Not Tender over the Tibial Plateu
- Large Effusion
- Redness, Pain with Minimal Motion, Temperature of at Least 100 Degrees, Drainage - Septic Arthritis - Drain knee with 18 or 16 gauge needle from proximal lateral location, send for gram stain cell count, culture and sensitivity and crystals. Start on Keflex 500 mg two tablets qid (Clindamycin 600mg tid if patient is penicillin allergic), Do Not Start Antibiotic Until the Knee is Drained for Culture. Draw blood for ESR, CRP, CBC with differential. Arrange to be Seen on the Same Day by an orthopaedist or ER.
- No Redness, Pain with Minimal Motion, Fever, nor Drainage
- Tender over the Medial Patella and a History Suggesting Patellar Dislocation - Patellar dislocation - Knee immobilizer, partial weight bearing.
- Not Tender over Medial Patella, Cannot Do Straight Leg Raise - Quadriceps or Patellar Tendon Rupture - Knee immobilizer, partial weight bearing.

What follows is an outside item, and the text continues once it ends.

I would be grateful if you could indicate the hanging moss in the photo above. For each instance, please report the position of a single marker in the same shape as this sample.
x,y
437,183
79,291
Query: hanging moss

- Not Tender over Medial Patella, Can Do Straight Leg Raise - ACL tear - Partial weight bearing, MRI, no immobilization.
- History of Gout - Gout - Serum uric acid, CBC with differential, aspirate knee and send fluid for gram stain, culture, cell count and crystals. Give indomethacin or ibuprofen (my only NSAID indication).
- Small or No Effusion
- Tender Medial Joint Line, Normal Standing AP Knee Joint Space and/or Age under 40, No valgus Laxity or Pain with Valgus Stress - Medial Meniscal Tear or Referred Patellofemoral Pain - Partial weight bearing, no immobilization.

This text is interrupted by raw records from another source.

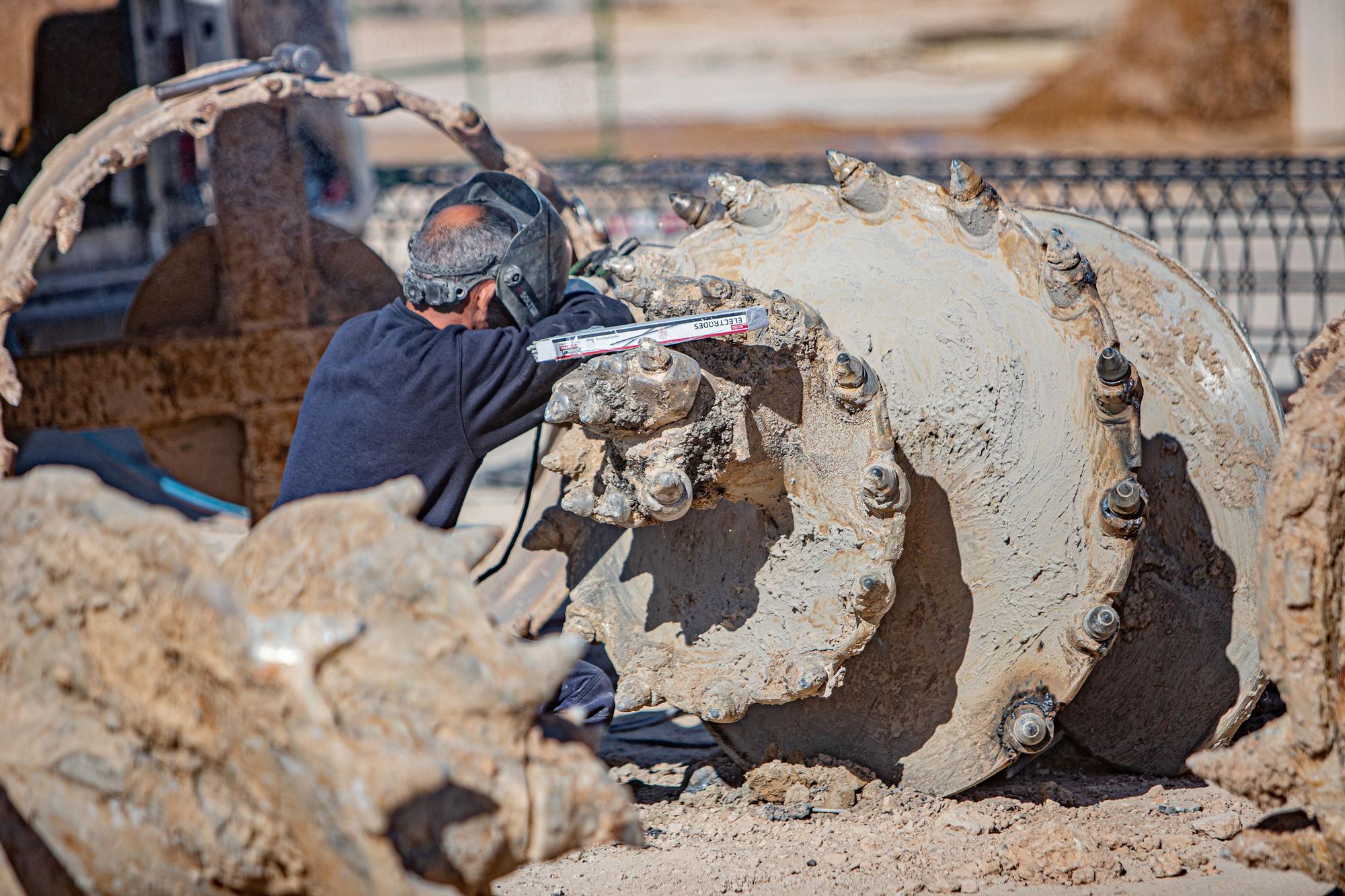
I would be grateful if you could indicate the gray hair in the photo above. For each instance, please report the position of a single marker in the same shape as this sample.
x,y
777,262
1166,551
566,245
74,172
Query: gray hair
x,y
459,244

- Tender Lateral Joint Line, Normal Standing AP Knee Joint Space and/or Age under 40, Not Tender over LCL, No Varus Laxity in 40° of Knee Flexion - Lateral Meniscal Tear or Referred Patellofemoral Pain - Partial weight bearing if limping, no immobilization.

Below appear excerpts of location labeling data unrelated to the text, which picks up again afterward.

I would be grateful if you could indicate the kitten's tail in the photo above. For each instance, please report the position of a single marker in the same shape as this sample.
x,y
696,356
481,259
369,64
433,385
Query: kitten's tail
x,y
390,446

- Tender over Lateral Collateral Ligament with Knee Flexed 40° and Varus Stress Applied, Positive Varus Laxity in 40° Knee Flexion - Lateral Collateral Ligament (LCL) Injury - Partial weight bearing, no immobilization.
- Tender Medial or Lateral Joint Lines, Decreased Medial or Lateral Joint Space on Standing AP Views or Age over 50 - Arthrosis - Partial weight bearing, no immobilization.
- Tender over Medial Epicondyle of Femur or Medial Tibia 4 finger breadths below the Joint Line More than Medial Joint Line Tenderness (with or without valgus laxity or pain to valgus stress) - MCL Sprain - Partial weight bearing, no immobilization.
- Positive Patello-Femoral Crepitus Supine with Hip Flexed 90° and Normal Sunrise View - Chondromalacia Patellae - or Abnormal Sunrise View - Patellofemoral Arthrosis - Partial weight bearing, no immobilization.
- No Patella-Femoral Crepitus and Tender over Infra-Patellar Border - Patellar Tendinitis - Partial weight bearing.
- Tender over Tibial Tubercle, X-ray Shows Intact Although Possibly Fragmented Tibial Tubercle, Age 13-15 years - Osgood-Schlatter Syndrome - Partial weight bearing, knee immobilizer if severe.
Posterior Knee Pain – Difficult to Diagnose ("Baker's Cysts" do not produce pain unless they are very large), Posterior Pain is often Referred Pain from Patellofemoral Joint - Protected weight bearing if pain more than mild.